Feasibility Study of Triple-low CCTA for Coronary Artery Disease Screening Combining Contrast Enhancement Boost and Deep Learning Reconstruction
Zhihua Wu , Min Chen , Yingwen Wei , Chen Shen , Wen Han , Rulin Xu , Zhenyuan Zhou , Jiexiong Xu
Reviews in Cardiovascular Medicine ›› 2025, Vol. 26 ›› Issue (6) : 31334
The aim of this study was to compare the image quality of coronary computed tomography angiography (CCTA) images obtained using contrast enhancement boost (CE-boost) technology combined with deep learning reconstruction technology at a low dose and low contrast agent flow rate/dosage with traditional CCTA images, while exploring the potential application of this technology in early screening of coronary artery disease.

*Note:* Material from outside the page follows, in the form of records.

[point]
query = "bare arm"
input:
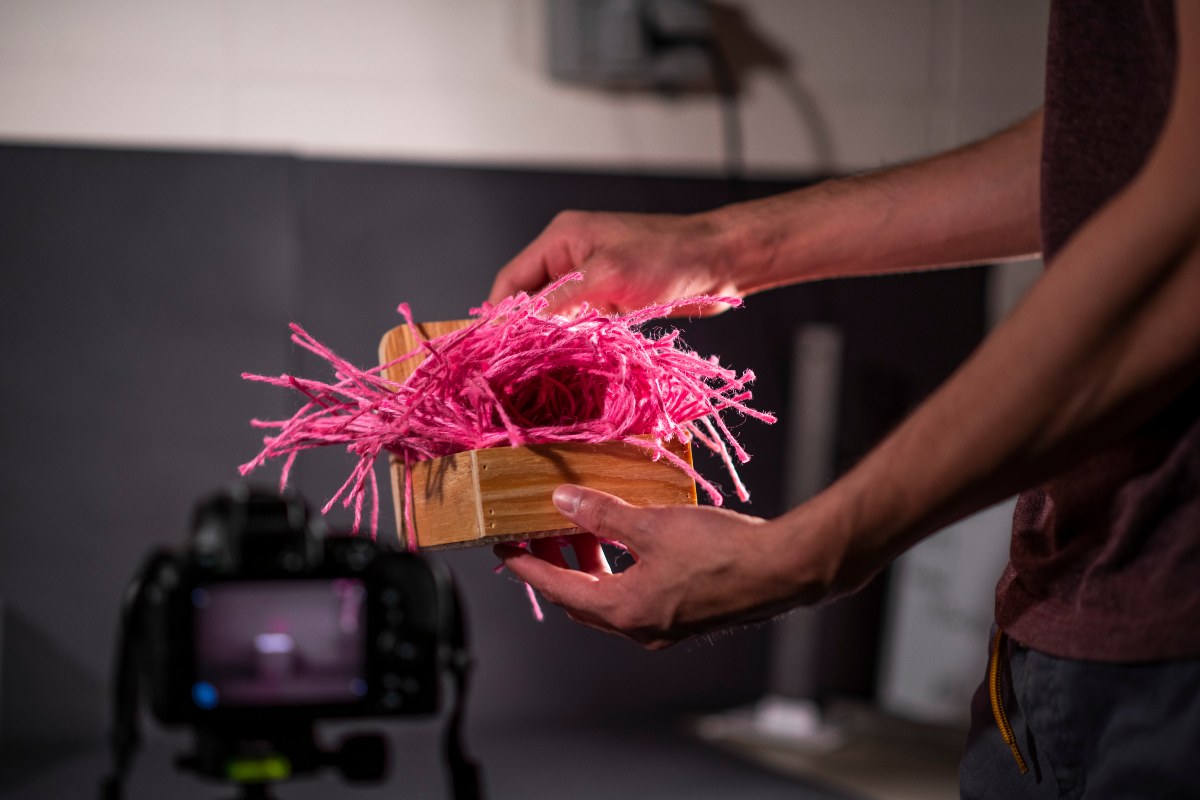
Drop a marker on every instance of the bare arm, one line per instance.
(1108, 337)
(971, 205)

From March 2024 to September 2024, 60 patients suspected of having coronary artery stenosis were enrolled in this study. Ultimately, 46 patients were included for analysis. Based on different acquisition protocols, divided into Group A and Group B. Group A underwent conventional computed tomography (CT) angiography with a tube voltage of 120 kV, a contrast agent injection rate of 6 mL/s, and a dosage of 0.9 mL/kg. Group B received a triple-low CCTA protocol with a tube voltage of 100 kV, a contrast agent injection rate of 2 mL/s, and a dosage of 0.3 mL/kg. Additionally, Group C was created by applying CE-Boost combined with a deep learning reconstruction technique to Group B images. The radiation dose and contrast agent dosage were compared between Group A and Group B. The image quality of the three groups, including CT values, background noise, signal-to-noise ratio (SNR), and contrast signal-to-noise ratio (CNR), was also compared, with p < 0.05 indicating significant statistical differences.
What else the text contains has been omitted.